It does, however, become a more realistic goal when you look at Volkswagen's three year plan and reported €30mn investment into its WRC program; an amount which is considerably more than Citroen
- the series' only other manufacturer – has invested.
It's simple; If VW has the cash, then it can afford the best drivers and the best people to help them succeed; Double World Rally Champion Carlos Sainz, ex-Ford RS man Jost Capito, ex-Sauber F1 Team technical director Willy Rampf and former WRC co-driver Sven Smeets are all on board, and given this mouth-watering track record of speed, rally knowledge and technical nous, then once again, it seems difficult to imagine anyone apart from The Boys in Blue and White taking the 2013 title.
VW's ethos of “spend spend spend” and subsequent strong technical back bone are not, along Ogier's talent, the only factors which will give him his first title. There is also the small matter of competition.
From 2004 until just last season, the WRC was dominated by Loeb: the Little Big Man from the Alsace taking nine world titles over this period with the works Citroen
team (and one with a privateer Xsara WRC run by Kronos in 2006) and a record breaking 77 wins.

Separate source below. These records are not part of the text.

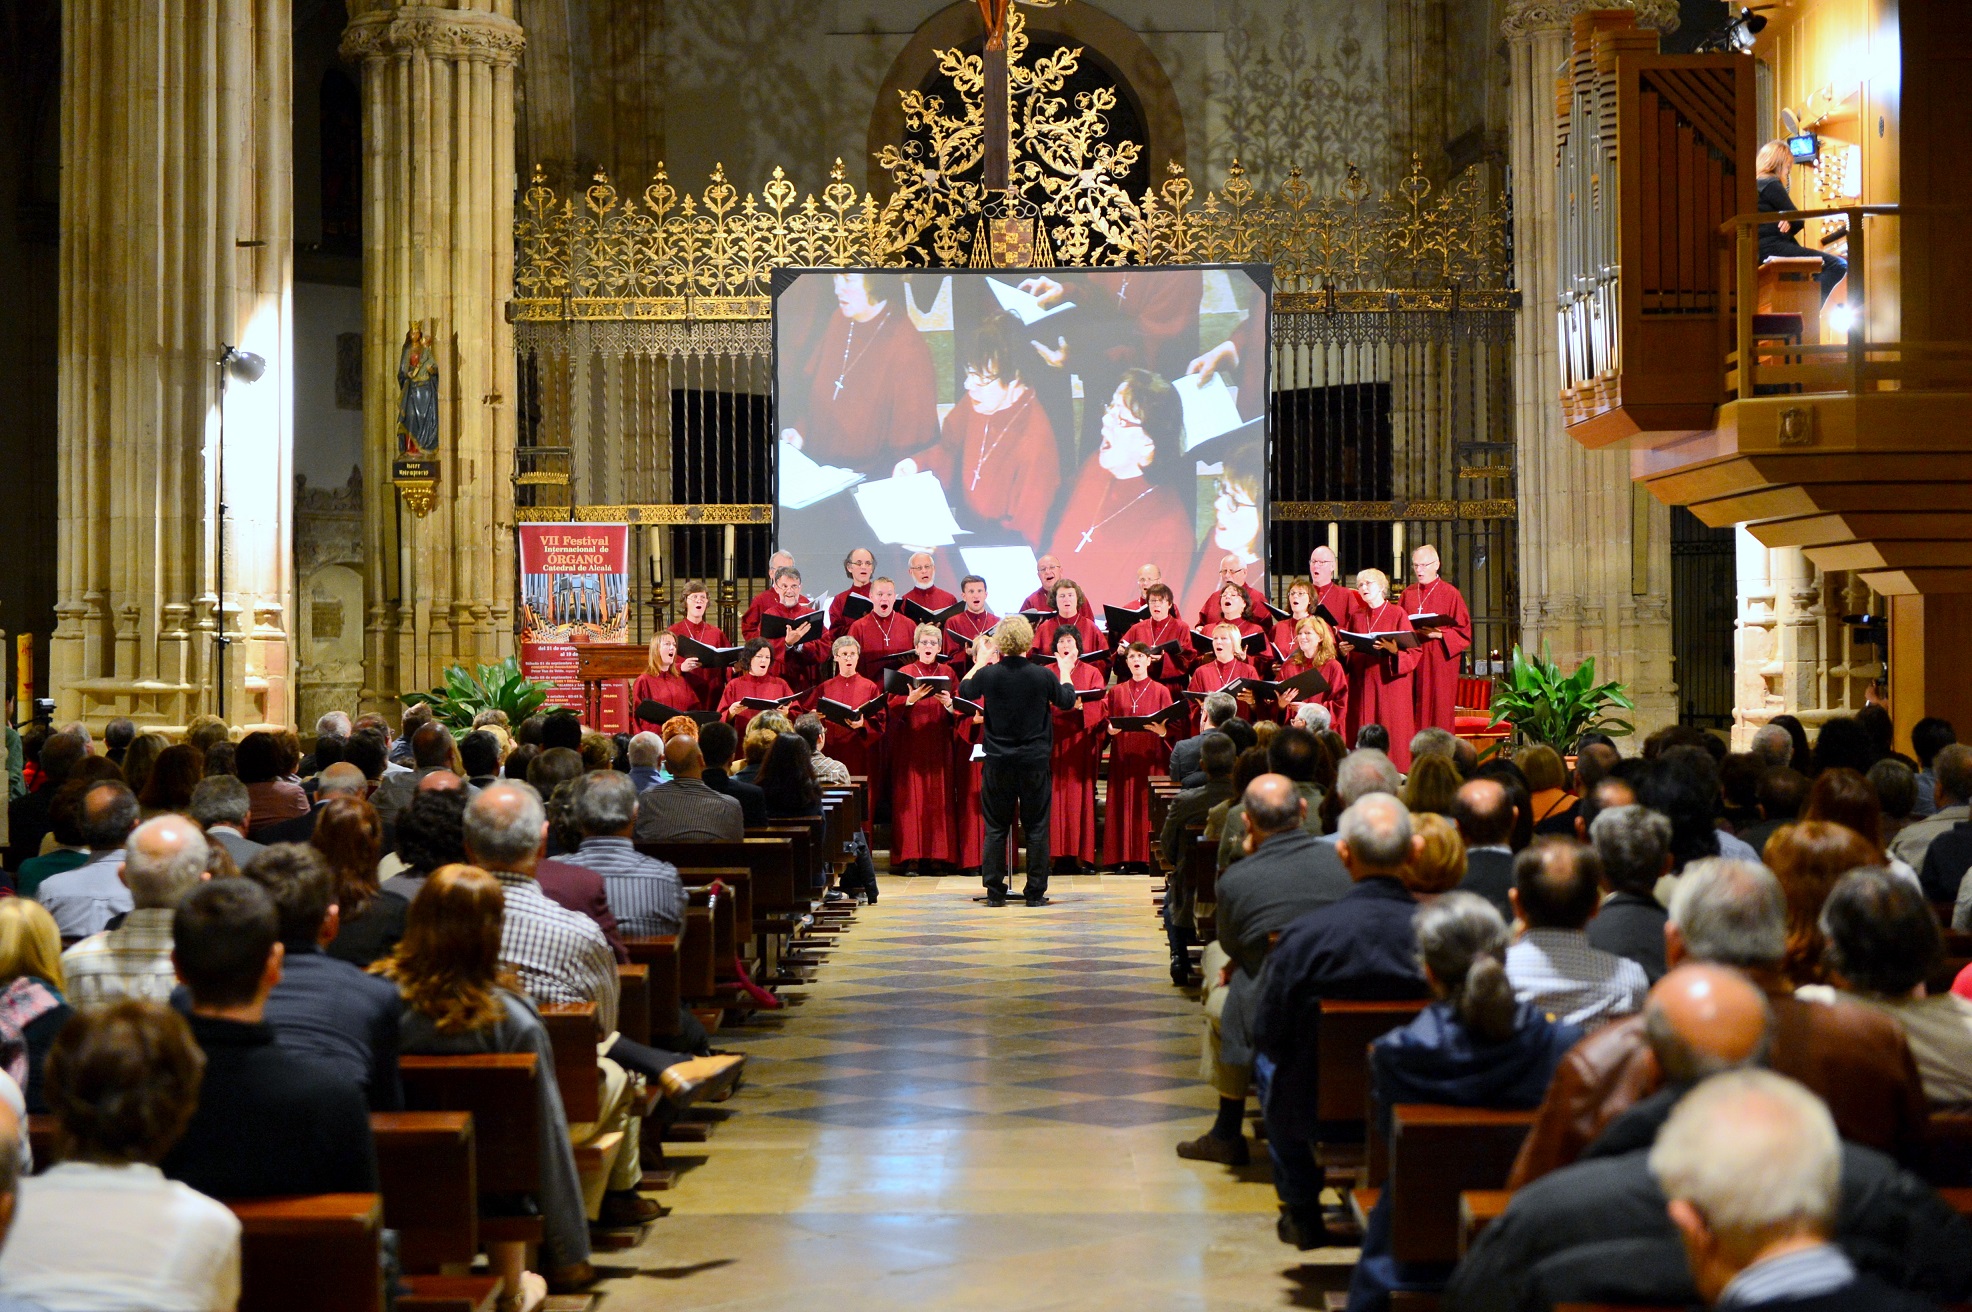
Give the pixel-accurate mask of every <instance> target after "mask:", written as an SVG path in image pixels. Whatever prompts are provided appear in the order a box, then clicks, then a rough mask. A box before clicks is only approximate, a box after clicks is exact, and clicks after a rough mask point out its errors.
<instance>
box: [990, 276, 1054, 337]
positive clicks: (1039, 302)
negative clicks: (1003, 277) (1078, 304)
mask: <svg viewBox="0 0 1972 1312" xmlns="http://www.w3.org/2000/svg"><path fill="white" fill-rule="evenodd" d="M986 286H988V288H992V294H994V300H998V302H1000V308H1002V310H1006V312H1008V314H1012V316H1016V318H1018V320H1020V322H1021V326H1023V328H1027V326H1033V324H1039V322H1041V320H1045V318H1047V316H1051V314H1061V312H1063V310H1073V308H1075V302H1073V300H1061V302H1055V304H1053V306H1043V304H1041V302H1039V300H1037V298H1035V296H1033V292H1021V290H1020V288H1018V286H1014V284H1012V282H1000V280H998V278H986Z"/></svg>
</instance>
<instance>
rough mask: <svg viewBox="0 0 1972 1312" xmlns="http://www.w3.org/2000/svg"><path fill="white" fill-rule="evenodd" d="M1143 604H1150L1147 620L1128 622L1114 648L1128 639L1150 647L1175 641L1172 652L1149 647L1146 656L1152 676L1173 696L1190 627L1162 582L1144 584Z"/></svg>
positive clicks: (1184, 654)
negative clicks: (1170, 652) (1174, 643)
mask: <svg viewBox="0 0 1972 1312" xmlns="http://www.w3.org/2000/svg"><path fill="white" fill-rule="evenodd" d="M1144 606H1148V608H1150V620H1138V621H1136V623H1132V625H1130V627H1128V629H1126V631H1124V635H1122V639H1120V641H1118V643H1116V649H1118V651H1120V649H1122V647H1126V645H1128V643H1144V645H1146V647H1152V649H1156V647H1162V645H1163V643H1177V653H1175V655H1173V653H1167V651H1165V653H1158V651H1152V657H1150V659H1152V677H1154V679H1156V681H1158V683H1162V685H1163V687H1165V689H1169V691H1171V694H1173V696H1175V694H1177V691H1179V689H1181V687H1185V679H1187V673H1185V669H1187V661H1185V653H1187V651H1191V631H1189V629H1187V627H1185V621H1183V620H1179V618H1177V616H1175V614H1173V610H1175V598H1173V596H1171V590H1169V588H1165V586H1163V584H1162V582H1156V584H1150V586H1148V588H1144ZM1126 714H1128V712H1126Z"/></svg>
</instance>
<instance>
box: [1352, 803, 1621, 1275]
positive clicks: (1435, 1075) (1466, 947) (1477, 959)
mask: <svg viewBox="0 0 1972 1312" xmlns="http://www.w3.org/2000/svg"><path fill="white" fill-rule="evenodd" d="M1536 797H1538V793H1536ZM1416 935H1418V959H1420V961H1422V963H1424V979H1426V983H1428V984H1430V986H1432V998H1434V1002H1432V1006H1428V1008H1426V1010H1424V1012H1422V1014H1420V1016H1418V1018H1416V1020H1412V1022H1410V1024H1408V1026H1404V1028H1400V1030H1392V1032H1390V1034H1384V1036H1382V1038H1378V1040H1376V1042H1374V1044H1373V1046H1371V1054H1369V1071H1371V1115H1373V1117H1376V1125H1378V1132H1380V1134H1382V1140H1384V1142H1390V1134H1392V1125H1390V1109H1392V1107H1396V1105H1398V1103H1436V1105H1442V1107H1489V1109H1526V1107H1538V1105H1540V1099H1542V1095H1544V1093H1546V1091H1548V1079H1552V1077H1554V1067H1556V1065H1558V1063H1560V1059H1562V1056H1564V1054H1566V1052H1568V1048H1570V1046H1572V1044H1574V1042H1576V1040H1580V1038H1582V1030H1578V1028H1576V1026H1572V1024H1556V1022H1552V1020H1548V1018H1546V1016H1544V1014H1542V1012H1540V1008H1536V1006H1530V1004H1526V1002H1518V1000H1514V996H1513V994H1514V990H1513V983H1511V981H1509V979H1507V971H1505V965H1503V961H1505V955H1507V921H1503V919H1501V915H1499V911H1497V910H1495V908H1493V904H1491V902H1487V900H1485V898H1479V896H1475V894H1461V892H1451V894H1445V896H1444V898H1440V900H1438V902H1434V904H1432V906H1428V908H1424V910H1420V911H1418V919H1416ZM1394 1202H1396V1198H1394V1182H1386V1184H1384V1190H1382V1194H1380V1196H1378V1198H1376V1205H1374V1207H1373V1209H1371V1213H1369V1219H1367V1223H1365V1229H1363V1257H1361V1259H1359V1261H1357V1269H1355V1275H1353V1276H1351V1280H1349V1310H1351V1312H1373V1310H1376V1312H1380V1310H1382V1308H1388V1306H1390V1292H1392V1290H1418V1292H1432V1290H1438V1288H1442V1286H1444V1282H1445V1276H1447V1275H1449V1267H1440V1265H1414V1263H1400V1261H1396V1259H1394V1257H1392V1255H1390V1213H1392V1207H1394Z"/></svg>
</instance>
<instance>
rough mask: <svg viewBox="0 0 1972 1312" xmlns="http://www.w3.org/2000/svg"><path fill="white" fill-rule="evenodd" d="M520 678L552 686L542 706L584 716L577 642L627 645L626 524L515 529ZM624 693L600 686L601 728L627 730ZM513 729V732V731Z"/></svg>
mask: <svg viewBox="0 0 1972 1312" xmlns="http://www.w3.org/2000/svg"><path fill="white" fill-rule="evenodd" d="M517 531H519V537H521V673H523V675H527V677H528V679H538V681H540V683H546V685H550V692H548V706H568V708H572V710H582V679H580V677H578V673H576V645H578V643H627V641H629V525H566V523H564V525H519V529H517ZM627 696H629V691H627V687H625V685H623V681H621V679H611V681H607V683H605V685H603V722H601V724H594V726H590V728H601V730H603V732H615V730H619V728H623V726H625V724H627V714H629V712H627V706H625V698H627ZM515 728H519V726H515Z"/></svg>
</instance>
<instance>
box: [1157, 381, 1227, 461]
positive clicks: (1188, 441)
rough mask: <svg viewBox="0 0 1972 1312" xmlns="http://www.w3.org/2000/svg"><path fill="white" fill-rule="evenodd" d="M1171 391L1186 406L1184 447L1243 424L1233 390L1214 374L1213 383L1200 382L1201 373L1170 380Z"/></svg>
mask: <svg viewBox="0 0 1972 1312" xmlns="http://www.w3.org/2000/svg"><path fill="white" fill-rule="evenodd" d="M1171 391H1175V393H1177V401H1179V402H1181V404H1183V406H1185V450H1187V452H1189V450H1191V448H1193V446H1199V444H1203V442H1211V440H1213V438H1217V436H1221V434H1227V432H1232V430H1234V428H1238V426H1240V422H1242V420H1240V416H1238V406H1236V404H1234V402H1232V393H1231V391H1229V389H1227V381H1225V379H1223V377H1219V375H1217V373H1215V375H1213V381H1211V383H1205V385H1203V387H1201V385H1199V375H1195V373H1187V375H1183V377H1179V379H1171Z"/></svg>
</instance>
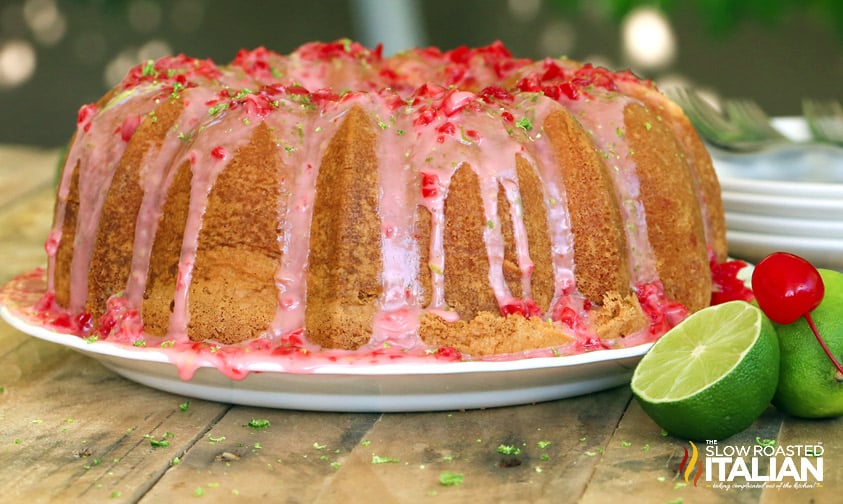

Loeb, however, is not around full time anymore and has opted to run a four-event program with Citroen
this season meaning that his run of world titles will come to an end, as will most likely the Versailles based team's domination of the sport. This is not to take anything away from new team leader Mikko Hirvonen, but he failed to beat Loeb consistently and it is impossible to imagine him stepping up a level to continue the team's dominant run. With M-Sport having lost Ford manufacturer backing and running a relatively rapid but inexperienced team and Volkswagen team-mate Latvala giving himself a six-month settling in period, it becomes even more difficult to imagine any driver other than Ogier taking the 2013 world championship.
The aspects regarding the competition will not be lost on him and neither will the fact that with the exception of Marcus Gronholm, he has been the only driver to show both the speed and consistency to show Sebastien The Elder the way. The difference between Ogier and Gronholm however, is that Ogier did it in Loeb's Citroen
team and it rattled his compatriot. It rattled him a lot…
As Capito wrapped up VW's glitzy Monaco launch, he fired a subtle message of determination to the WRC and its competitors.
“You can count on one thing from Volkswagen over the next few years: we will put our heart and soul into achieving these goals.”
With its objective of achieving podiums already completed after one round and its overall strong financial package and personnel line up, Volkswagen then appear to have everything in place to take both titles.
So, Ladies and gentlemen, please welcome the 2013 world champion, Sebastien Ogier.